Sa description à bout de souffle des manquements présumés des pêcheurs: «Il n'y avait pas de guet, le cuisinier était sur le pont, tout le monde était endormi, il leva les yeux et un bateau s'approcha, et continua avec ce qu'il faisait. de nouveau (et s'est rendu compte) "Oh, ça se rapproche." Et puis il a regardé de nouveau et mon Dieu, ça va frapper. "

Comme c’était stupide de ces pêcheurs philippins, c’était le sous-texte de la réaction de Locsin.

Toutefois, lorsque le rapport a été publié, il était loin d'être aussi préjudiciable pour ses compatriotes que l'avait prévenu Locsin. Le rapport indiquait toutefois que les pêcheurs philippins n’avaient pas été surveillés, qu’il employait un chef mécanicien en chef sans licence, que le nombre de personnes à bord excédait la capacité autorisée et que le permis du Bureau des ressources halieutiques et aquatiques était périmé.

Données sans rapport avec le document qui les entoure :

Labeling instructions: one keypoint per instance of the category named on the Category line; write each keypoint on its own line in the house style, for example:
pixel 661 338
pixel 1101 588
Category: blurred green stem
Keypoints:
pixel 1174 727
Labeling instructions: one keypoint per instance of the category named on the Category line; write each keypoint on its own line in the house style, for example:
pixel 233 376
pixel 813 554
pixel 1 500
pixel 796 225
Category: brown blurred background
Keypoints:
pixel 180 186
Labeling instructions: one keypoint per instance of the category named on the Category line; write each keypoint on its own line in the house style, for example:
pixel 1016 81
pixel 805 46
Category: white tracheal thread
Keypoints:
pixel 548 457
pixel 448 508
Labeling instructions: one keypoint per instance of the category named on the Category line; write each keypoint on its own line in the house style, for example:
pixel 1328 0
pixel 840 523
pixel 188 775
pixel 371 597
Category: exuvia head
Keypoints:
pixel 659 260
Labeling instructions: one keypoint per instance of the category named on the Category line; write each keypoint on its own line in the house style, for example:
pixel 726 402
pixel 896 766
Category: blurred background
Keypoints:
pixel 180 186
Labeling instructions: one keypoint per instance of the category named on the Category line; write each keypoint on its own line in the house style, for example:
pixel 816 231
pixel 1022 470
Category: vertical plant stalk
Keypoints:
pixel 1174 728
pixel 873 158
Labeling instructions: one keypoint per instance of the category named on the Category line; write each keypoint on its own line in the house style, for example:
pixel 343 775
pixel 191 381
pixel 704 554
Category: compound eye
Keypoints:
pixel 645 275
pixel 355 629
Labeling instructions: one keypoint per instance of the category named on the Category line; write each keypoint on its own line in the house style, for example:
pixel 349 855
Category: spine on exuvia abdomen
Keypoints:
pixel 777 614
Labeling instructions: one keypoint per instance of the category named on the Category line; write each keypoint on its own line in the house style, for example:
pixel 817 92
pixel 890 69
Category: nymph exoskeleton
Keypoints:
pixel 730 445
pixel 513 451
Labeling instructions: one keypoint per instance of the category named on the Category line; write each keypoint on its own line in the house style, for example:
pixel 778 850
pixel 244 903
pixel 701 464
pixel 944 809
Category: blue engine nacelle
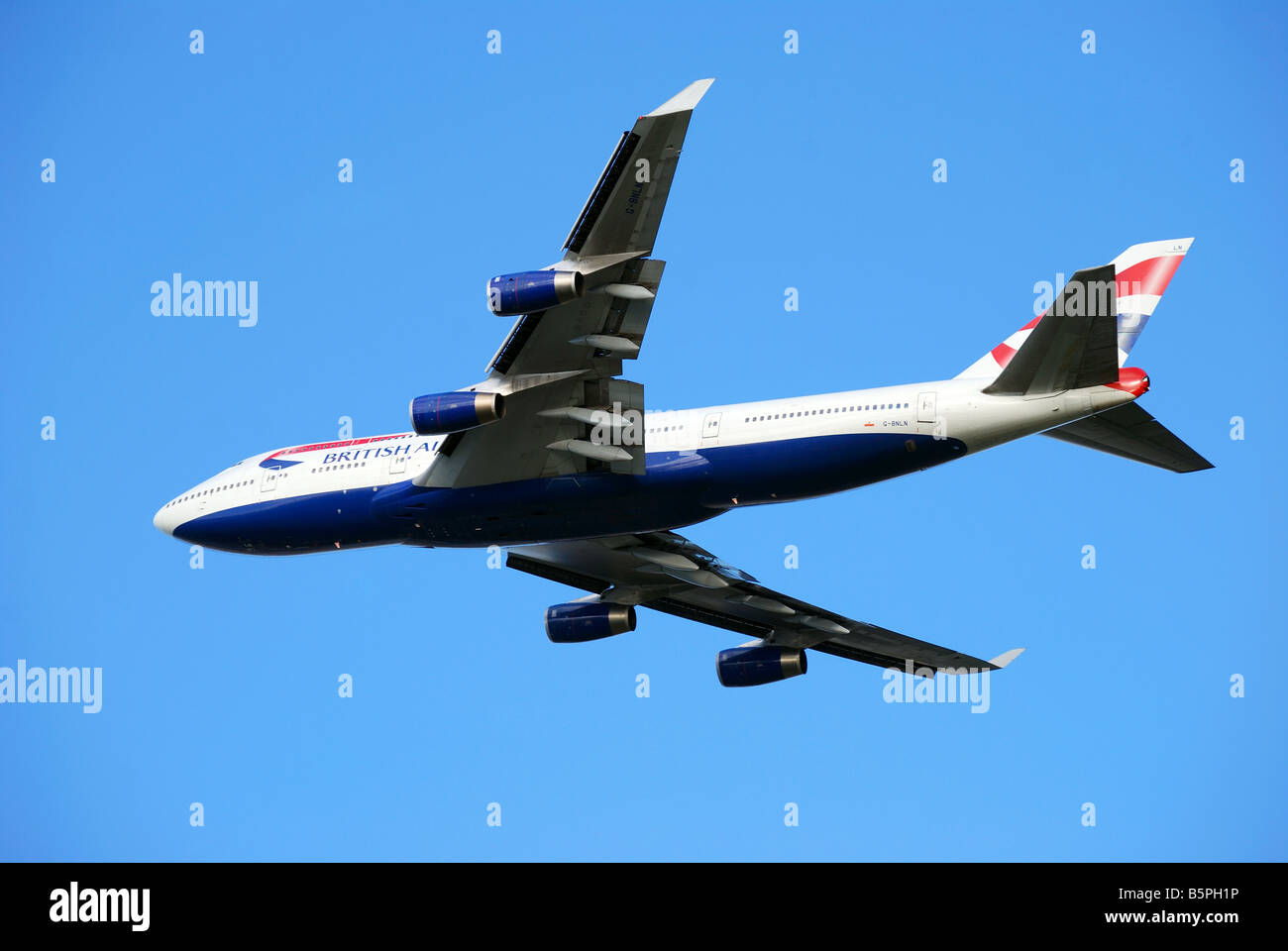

Mais il a également précisé que le bateau Gem-Ver 1 affichait des feux d'ancrage et des feux clignotants blancs conformément à la réglementation maritime.

De plus, le temps était «clément avec un ciel étoilé au premier quart de lune» et «la visibilité était légèrement dégagée et l'état de la mer était calme»; ainsi, il aurait été impossible pour le navire chinois de ne pas voir le bateau philippin.

Contrairement à ce que dit le président, le rapport du PCG-MIA décrit le naufrage du Gem-Ver 1 comme un «sinistre maritime très grave dû à la perte totale du navire».

Et bien qu’il n’ait pas précisé si le chalutier chinois avait délibérément «heurté» Gem-Ver 1, il a indiqué que «le fait que l’autre bateau de pêche a heurté la banca de pêche ancrée est une indication qu’il n’a pas accompli les actes nécessaires prescrits dans la règle 18 a) "Prévenir l'incident" – se rapportant aux règles de la Convention relatives au règlement international pour la prévention des collisions en mer.

Selon le rapport, le navire chinois "n'a pas réussi à prendre les mesures qui s'imposent pour éviter le risque de collision et porter secours à un navire en détresse".

La deuxième partie est au cœur de la question et de ce que la plupart des gens tiennent dans le craw: le fait que les Chinois aient laissé les pêcheurs philippins en détresse – mais pas avant qu’il ne fasse demi-tour, apparemment pour vérifier si le bateau philippin était bel et bien tombé à l'eau.

"En remontant et en s'arrêtant à environ 50 mètres de FBca‘ GEM-VER ’avec ses feux de pêche allumés, l’autre navire peut être considéré comme ayant une connaissance directe de la situation de détresse", indique le rapport. Mais, selon les pêcheurs, le bateau chinois a ensuite éteint les lumières et s'est enfui.

Malacañang a choisi de répondre avec son recueil de chants familier d’apaisement et de perversité envers Pékin.

"En ce qui concerne cet incident, étant donné que les Philippins ont été placés dans une situation dangereuse où ils auraient pu être morts, il s’agit là d’un grave accident de mer", a déclaré Panelo. «Mais vous ne pouvez pas exploser cela et en faire une crise internationale. Tu sais pourquoi? Parce que c’était un navire chinois, ce n’est pas la République de Chine. "

C'est vrai, mais c'est le gouvernement chinois, par l'intermédiaire de son ministère des Affaires étrangères, qui a immédiatement qualifié l'incident d '«accident de trafic maritime ordinaire» – une ligne adoptée ensuite par M. Duterte.

Panelo a également déclaré qu'il n'y aurait aucune hâte à engager des poursuites contre la Chine, d'autant plus que le navire chinois et son équipage n'ont pas été identifiés.

C'est faux: dans une déclaration, l'ambassade de Chine a identifié le chalutier chinois comme étant le Yuemaobinyu 42212 de la province de Guandong. Dans cette même déclaration, il a prétendu que le navire chinois avait quitté les lieux par crainte d'être «assiégé» par sept ou huit autres bateaux philippins de la région (il n'y en avait pas).

Le rapport du côté philippin est sorti et il attribue principalement le blâme au navire chinois. Les groupes de Locsin et de Panelo, cependant, au service des affinités de leur patron, auraient poussé le public philippin à croire le contraire. Comme diraient les internautes avec un sourire narquois, #alamnathis (à peu près – nous l’avons).